- Microsoft is partnering with clinical documentation company Nuance Communications to accelerate the development of ambient sensing tech, AI software that understands patient-clinician conversations and automatically integrates that data into the patient's medical record. Nuance will transfer its internal infrastructure and hosted products to Azure as part of the agreement, which comes as Microsoft ramps up its presence in healthcare.
- Burlington, Massachusetts-based Nuance's product is called Ambient Clinical Intelligence and is built on Microsoft Azure, the tech giant's cloud computing service. The two plan to work with long-term EHR partners like Epic in further developing the technology.
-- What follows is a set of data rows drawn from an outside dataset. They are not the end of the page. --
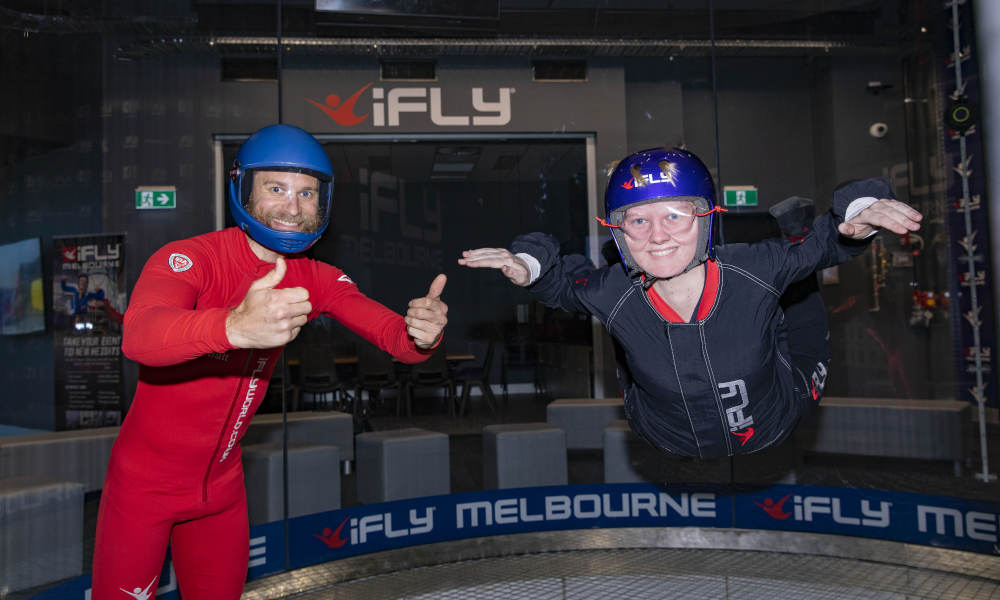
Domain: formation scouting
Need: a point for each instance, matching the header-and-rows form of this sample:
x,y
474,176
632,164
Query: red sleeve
x,y
162,326
339,297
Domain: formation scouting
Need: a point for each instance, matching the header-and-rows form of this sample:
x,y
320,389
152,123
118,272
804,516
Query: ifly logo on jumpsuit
x,y
247,403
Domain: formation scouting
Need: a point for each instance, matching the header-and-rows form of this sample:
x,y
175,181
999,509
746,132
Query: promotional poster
x,y
87,307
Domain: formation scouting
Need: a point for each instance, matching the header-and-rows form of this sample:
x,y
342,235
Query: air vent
x,y
559,70
249,69
382,164
408,70
506,162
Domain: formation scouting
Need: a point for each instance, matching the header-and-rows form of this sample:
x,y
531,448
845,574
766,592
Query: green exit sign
x,y
148,197
740,195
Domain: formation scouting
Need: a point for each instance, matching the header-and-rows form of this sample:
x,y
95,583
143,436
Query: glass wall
x,y
449,133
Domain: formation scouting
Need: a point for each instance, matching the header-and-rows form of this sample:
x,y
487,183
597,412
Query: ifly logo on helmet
x,y
864,513
668,174
387,104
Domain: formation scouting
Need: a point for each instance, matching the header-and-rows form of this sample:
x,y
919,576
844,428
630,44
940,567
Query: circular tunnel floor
x,y
655,573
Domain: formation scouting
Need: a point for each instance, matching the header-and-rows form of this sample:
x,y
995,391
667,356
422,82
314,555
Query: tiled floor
x,y
783,465
655,574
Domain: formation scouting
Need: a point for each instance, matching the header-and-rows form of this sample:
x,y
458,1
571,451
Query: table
x,y
353,360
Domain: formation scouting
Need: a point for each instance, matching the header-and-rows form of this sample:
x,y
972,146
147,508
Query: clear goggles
x,y
674,219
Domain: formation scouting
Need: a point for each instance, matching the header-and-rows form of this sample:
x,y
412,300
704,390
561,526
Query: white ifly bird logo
x,y
142,594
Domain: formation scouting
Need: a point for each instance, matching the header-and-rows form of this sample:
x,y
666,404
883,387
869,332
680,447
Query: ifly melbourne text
x,y
512,511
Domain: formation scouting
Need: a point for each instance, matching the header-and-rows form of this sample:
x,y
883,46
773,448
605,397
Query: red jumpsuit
x,y
175,472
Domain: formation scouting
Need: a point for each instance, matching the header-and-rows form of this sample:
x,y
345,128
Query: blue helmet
x,y
655,175
279,148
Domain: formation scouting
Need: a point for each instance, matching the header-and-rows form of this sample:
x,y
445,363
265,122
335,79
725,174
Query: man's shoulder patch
x,y
179,263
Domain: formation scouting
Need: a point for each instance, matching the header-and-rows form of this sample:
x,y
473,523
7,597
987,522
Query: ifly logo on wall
x,y
372,528
386,107
899,516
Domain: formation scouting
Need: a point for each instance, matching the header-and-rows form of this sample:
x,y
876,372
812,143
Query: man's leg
x,y
130,546
210,553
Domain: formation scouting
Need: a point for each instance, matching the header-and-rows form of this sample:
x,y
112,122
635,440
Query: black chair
x,y
432,373
318,376
376,372
477,375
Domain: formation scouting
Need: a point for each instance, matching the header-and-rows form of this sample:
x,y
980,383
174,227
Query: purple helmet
x,y
655,175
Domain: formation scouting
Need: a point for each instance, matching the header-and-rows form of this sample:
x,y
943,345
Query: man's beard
x,y
308,223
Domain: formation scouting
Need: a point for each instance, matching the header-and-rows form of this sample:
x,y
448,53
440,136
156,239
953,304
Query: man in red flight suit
x,y
208,318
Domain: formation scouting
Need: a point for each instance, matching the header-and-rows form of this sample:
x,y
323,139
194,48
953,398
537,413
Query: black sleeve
x,y
822,246
562,278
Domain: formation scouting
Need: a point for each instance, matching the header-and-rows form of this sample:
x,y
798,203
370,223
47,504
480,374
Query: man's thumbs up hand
x,y
268,317
426,317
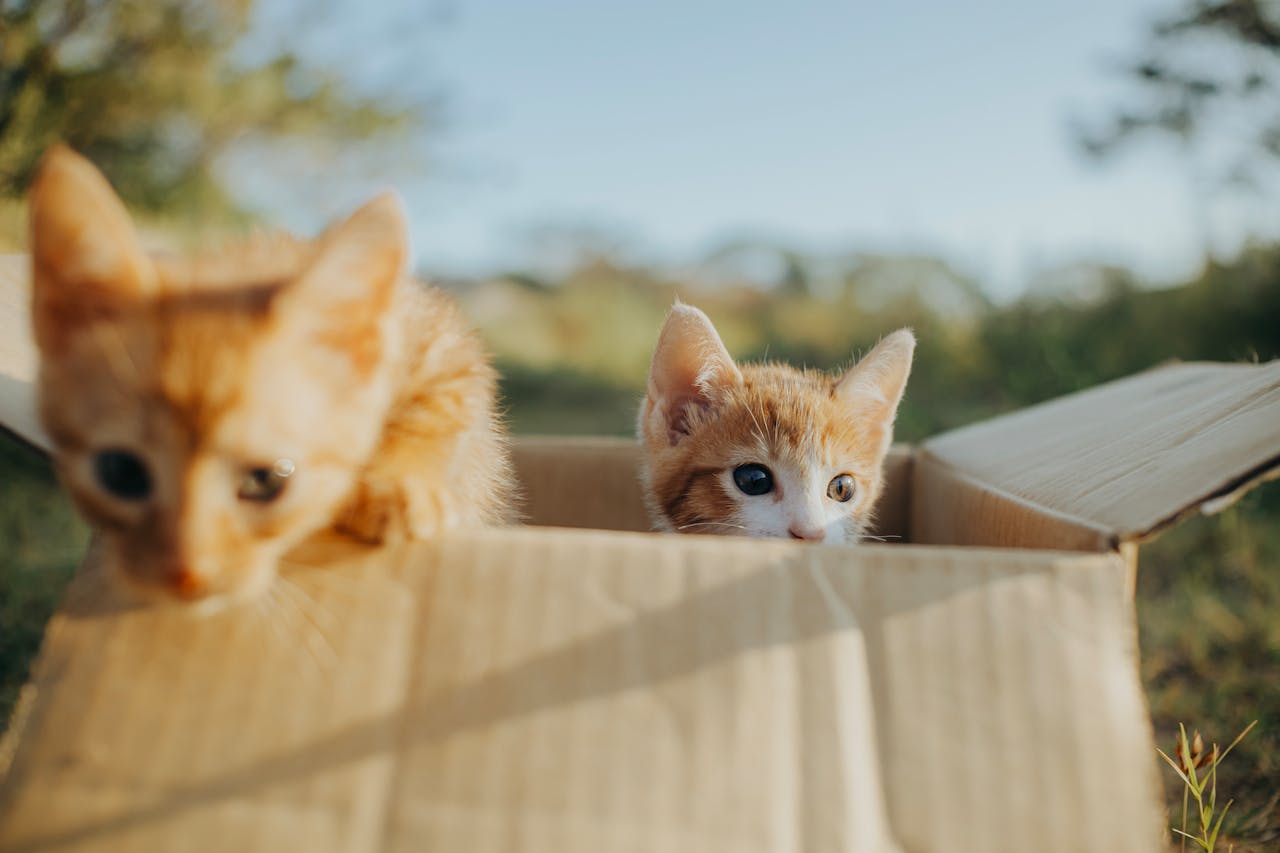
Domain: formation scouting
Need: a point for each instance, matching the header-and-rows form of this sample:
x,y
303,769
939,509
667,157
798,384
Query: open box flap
x,y
18,354
585,692
1132,456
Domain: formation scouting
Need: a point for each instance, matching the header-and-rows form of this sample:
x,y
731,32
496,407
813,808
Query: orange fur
x,y
323,354
704,416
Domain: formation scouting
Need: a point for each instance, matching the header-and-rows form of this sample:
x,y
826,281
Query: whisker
x,y
314,635
711,524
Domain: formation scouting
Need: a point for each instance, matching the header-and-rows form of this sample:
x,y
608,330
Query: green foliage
x,y
1201,787
154,91
42,543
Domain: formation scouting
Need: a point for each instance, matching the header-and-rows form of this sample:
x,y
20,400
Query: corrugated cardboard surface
x,y
1132,456
592,482
577,690
595,692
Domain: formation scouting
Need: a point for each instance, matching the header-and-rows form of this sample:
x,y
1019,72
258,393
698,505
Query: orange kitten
x,y
209,413
766,450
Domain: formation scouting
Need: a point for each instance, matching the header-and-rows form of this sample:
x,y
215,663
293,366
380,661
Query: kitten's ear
x,y
85,251
360,259
348,284
690,368
873,387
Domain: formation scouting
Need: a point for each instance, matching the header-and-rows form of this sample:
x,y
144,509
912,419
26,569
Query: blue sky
x,y
910,126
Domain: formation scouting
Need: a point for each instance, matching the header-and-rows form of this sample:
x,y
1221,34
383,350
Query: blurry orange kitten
x,y
209,413
766,450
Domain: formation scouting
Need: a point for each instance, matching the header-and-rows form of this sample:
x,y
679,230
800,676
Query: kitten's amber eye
x,y
122,474
264,484
841,488
753,479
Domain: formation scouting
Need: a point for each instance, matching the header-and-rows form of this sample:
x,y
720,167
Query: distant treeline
x,y
574,354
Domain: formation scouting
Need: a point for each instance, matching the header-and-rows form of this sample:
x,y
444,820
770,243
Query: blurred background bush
x,y
210,117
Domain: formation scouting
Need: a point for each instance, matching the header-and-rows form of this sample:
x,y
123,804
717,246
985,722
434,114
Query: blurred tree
x,y
155,91
1210,76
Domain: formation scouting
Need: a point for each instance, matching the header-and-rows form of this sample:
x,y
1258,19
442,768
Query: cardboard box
x,y
572,690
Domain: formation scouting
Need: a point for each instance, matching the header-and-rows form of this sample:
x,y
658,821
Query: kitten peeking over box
x,y
766,450
209,413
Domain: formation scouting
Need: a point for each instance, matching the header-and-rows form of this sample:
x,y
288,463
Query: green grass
x,y
41,542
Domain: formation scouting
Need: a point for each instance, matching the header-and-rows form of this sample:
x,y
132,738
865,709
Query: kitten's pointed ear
x,y
356,265
690,368
873,387
83,247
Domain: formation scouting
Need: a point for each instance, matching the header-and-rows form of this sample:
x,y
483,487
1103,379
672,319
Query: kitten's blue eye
x,y
753,479
264,484
841,488
122,474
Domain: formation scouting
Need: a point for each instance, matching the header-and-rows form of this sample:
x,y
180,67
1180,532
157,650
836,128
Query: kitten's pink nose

- The two companies plan to bring the tech to an initial set of five physician specialties early next year: orthopaedics, ophthalmology, podiatry, dermatology and otorhinolaryngology, a subspecialty focused on conditions of the ear, nose and throat, with an additional rollout to roughly 18 more specialties after 2020.
Documentation is a major contributor to physician burnout, which by some estimates impacts roughly half of U.S. clinicians and contributes to some $5 billion in industry waste each year.
EHRs create "information overload" for doctors with long cut-and-pasted notes, inaccessible information, notes geared toward billing, interference with work-life balance — with excessive data entry requirements, according to one August study published in JAMA, being the most commonly-cited irritant.
Health IT companies, startups and tech behemoths alike are racing to bring solutions to ease documentation headaches for providers. AI-enabled technology that listens to a clinician-patient interaction, transcribes the speech and automatically inserts it into relevant data fields in the EHR is one potential avenue to do so.
Though the field is still nascent, the speech and voice recognition market is estimated to reach $31.8 billion by 2025, according to Grand View Research. And a slew of companies are getting involved in the healthcare industry.
Amazon's Alexa is HIPAA-eligible and the e-commerce giant also offers a speech-to-text service under AWS, its cloud business. Google researchers have been developing speech recognition technology for use in transcribing doctor-patient conversations and aiding documentation.
Newer entrants have had no trouble raking in funding from Silicon Valley. Suki, an AI voice assistant for physicians, landed $20 million in funding last May, and Robin Healthcare, a voice-enabled clinician workflow tool, raised $11.5 million in a Series A funding round in September, bringing its total funding to $15 million.
Payers see potential value as well. Earlier this month, Blue Shield of California announced it was partnering with Notable, a platform supported by Apple Watch that documents physician-patient interactions and uses machine learning to insert details into the patient's health record.
More than 500,000 physicians across the world (and 90% of U.S. hospitals) use Nuance's healthcare-optimized speech recognition and processing services, according to the company.
Nuance launched its ACI product earlier this year. Along with documentation, the system can learn to recognize if a doctor is talking to a patient about a new medication, mine a patient's medical history for symptoms and suggest diagnoses among other use cases, according to the company.
And "ACI will work with any EHR when we launch," Pete Durlach, SVP of Healthcare Strategy at Nuance, told Healthcare Dive.
Initially, the software's output will be checked by a remote reviewer to prove accuracy before it's allowed to run more independently.